We're increasing HDFC Bank’s fair value estimate by 25% to Rs 1,050 per share, or $50.80 per ADR, as we reduce our cost of equity assumption, or discount rate, to 12% from 13%.
Our fair value estimate represents 3.7 times 2016 book value per share, and 20 times our fiscal 2016 diluted earnings per share estimate of Rs 52.41. The lower cost of equity assumption is in line with a global change to Morningstar’s cost of capital methodology as it takes into account a lower required investment return for the U.S. market of 9% versus 10% previously, for companies with average systematic risk.
Our core financial forecasts and outlook for the bank remain unchanged.

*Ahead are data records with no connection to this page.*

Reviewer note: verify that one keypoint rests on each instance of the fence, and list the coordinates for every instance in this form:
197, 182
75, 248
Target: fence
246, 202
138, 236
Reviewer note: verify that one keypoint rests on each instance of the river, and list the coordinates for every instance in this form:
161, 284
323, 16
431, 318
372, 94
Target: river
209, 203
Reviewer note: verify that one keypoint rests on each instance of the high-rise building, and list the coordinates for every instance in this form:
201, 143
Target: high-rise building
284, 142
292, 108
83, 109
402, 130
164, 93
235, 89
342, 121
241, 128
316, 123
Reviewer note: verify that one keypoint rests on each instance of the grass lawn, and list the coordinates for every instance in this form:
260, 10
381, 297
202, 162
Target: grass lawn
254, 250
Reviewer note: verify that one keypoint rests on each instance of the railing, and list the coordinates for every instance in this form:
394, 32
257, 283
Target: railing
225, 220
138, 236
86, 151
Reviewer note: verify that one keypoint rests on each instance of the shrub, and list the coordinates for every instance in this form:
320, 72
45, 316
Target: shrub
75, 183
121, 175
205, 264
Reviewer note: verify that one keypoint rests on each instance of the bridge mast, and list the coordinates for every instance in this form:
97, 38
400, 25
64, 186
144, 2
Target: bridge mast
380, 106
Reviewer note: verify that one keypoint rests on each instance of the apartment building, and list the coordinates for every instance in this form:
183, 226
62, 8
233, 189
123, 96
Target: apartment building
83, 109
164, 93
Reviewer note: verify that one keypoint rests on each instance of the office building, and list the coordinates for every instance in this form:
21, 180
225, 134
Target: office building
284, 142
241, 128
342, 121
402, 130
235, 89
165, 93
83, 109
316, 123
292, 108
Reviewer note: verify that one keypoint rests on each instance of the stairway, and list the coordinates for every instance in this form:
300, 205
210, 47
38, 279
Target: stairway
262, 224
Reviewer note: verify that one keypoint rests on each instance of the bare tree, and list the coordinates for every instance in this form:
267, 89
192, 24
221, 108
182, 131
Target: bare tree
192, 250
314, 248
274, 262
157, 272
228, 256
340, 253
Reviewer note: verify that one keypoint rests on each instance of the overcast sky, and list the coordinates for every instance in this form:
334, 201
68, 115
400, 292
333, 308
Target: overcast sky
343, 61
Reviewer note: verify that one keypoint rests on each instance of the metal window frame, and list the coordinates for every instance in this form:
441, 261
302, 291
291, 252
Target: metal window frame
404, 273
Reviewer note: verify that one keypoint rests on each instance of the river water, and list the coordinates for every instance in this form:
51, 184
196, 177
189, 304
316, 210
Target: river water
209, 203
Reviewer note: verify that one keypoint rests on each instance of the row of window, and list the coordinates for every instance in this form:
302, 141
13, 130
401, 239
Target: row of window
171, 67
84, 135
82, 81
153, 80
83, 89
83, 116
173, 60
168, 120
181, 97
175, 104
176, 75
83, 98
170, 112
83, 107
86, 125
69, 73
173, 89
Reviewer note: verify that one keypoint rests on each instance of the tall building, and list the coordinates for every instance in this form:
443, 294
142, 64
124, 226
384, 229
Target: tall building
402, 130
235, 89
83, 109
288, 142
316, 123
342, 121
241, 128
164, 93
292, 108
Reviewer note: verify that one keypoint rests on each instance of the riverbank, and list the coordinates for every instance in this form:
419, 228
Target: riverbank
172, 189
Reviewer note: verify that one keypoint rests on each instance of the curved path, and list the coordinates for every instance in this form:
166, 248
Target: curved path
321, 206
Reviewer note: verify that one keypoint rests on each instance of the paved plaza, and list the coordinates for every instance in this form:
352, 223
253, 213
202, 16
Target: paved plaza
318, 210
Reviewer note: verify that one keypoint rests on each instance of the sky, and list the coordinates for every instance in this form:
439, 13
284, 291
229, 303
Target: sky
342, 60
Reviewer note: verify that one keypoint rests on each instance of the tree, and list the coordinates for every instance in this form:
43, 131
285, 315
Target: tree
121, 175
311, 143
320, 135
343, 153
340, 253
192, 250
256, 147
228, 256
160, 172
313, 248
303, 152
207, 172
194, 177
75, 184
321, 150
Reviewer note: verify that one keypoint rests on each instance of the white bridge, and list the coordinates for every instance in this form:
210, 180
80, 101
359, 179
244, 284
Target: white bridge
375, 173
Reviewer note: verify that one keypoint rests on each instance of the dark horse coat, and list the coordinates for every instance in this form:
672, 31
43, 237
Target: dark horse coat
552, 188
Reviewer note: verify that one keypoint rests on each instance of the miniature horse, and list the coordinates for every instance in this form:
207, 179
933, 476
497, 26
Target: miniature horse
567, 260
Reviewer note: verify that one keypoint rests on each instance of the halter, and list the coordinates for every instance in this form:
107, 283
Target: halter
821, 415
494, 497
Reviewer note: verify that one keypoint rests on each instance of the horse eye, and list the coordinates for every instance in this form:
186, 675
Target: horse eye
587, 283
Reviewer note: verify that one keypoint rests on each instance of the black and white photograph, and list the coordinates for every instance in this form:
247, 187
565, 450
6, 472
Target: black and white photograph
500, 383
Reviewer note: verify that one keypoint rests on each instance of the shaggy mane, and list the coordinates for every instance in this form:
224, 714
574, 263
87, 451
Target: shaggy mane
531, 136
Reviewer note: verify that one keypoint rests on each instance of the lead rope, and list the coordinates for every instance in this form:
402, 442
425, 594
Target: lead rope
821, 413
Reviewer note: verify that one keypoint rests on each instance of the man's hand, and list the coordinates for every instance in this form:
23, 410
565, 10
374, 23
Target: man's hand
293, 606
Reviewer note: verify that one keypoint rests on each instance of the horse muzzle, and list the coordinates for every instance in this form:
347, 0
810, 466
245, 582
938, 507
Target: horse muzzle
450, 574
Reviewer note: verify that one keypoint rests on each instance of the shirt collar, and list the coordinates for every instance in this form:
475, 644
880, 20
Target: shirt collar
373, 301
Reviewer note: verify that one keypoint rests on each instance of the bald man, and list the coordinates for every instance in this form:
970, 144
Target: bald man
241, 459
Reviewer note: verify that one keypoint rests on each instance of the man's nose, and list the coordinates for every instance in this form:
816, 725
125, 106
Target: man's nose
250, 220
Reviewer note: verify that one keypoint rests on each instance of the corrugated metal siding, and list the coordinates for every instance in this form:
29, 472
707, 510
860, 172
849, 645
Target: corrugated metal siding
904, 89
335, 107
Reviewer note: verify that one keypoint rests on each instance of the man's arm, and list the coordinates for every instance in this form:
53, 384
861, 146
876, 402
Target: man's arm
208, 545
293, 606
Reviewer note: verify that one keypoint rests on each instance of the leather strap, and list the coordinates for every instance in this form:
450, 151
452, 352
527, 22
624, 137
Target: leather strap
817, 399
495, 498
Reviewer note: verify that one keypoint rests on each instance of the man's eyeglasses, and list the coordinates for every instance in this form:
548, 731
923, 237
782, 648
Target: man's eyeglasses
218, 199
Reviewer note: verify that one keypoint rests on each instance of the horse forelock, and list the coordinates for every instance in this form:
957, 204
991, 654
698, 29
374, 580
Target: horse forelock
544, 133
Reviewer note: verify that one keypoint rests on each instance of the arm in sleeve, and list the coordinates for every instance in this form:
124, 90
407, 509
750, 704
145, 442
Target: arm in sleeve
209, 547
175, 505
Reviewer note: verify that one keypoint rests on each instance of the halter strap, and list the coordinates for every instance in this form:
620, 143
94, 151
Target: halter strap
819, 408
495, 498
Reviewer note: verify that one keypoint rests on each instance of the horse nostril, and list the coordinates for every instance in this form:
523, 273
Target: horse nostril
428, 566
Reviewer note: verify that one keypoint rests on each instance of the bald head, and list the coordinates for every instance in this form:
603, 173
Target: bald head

Our five-year average earnings forecast remains at 20%, driven by 22% growth in interest revenue (net of provisions) and 20% growth in non-interest revenue, on average, over our five-year explicit forecast, with NIMs stable at 4.6%.
We continue to project average loan growth and deposit growth of 23% and 21%, respectively, over the next five years, as we see the bank continuing to take market share from the less stable, state-owned banks. Overall, we believe HDFC Bank will comfortably exceed its estimated 12% COE while maintaining adequate equity coverage, justifying our narrow economic moat rating. We believe the bank has an exemplary track record of capital allocation decisions placing it in a strong position for future growth.
Overall, we maintain a positive outlook on the bank despite shares trading close to our estimate of intrinsic value.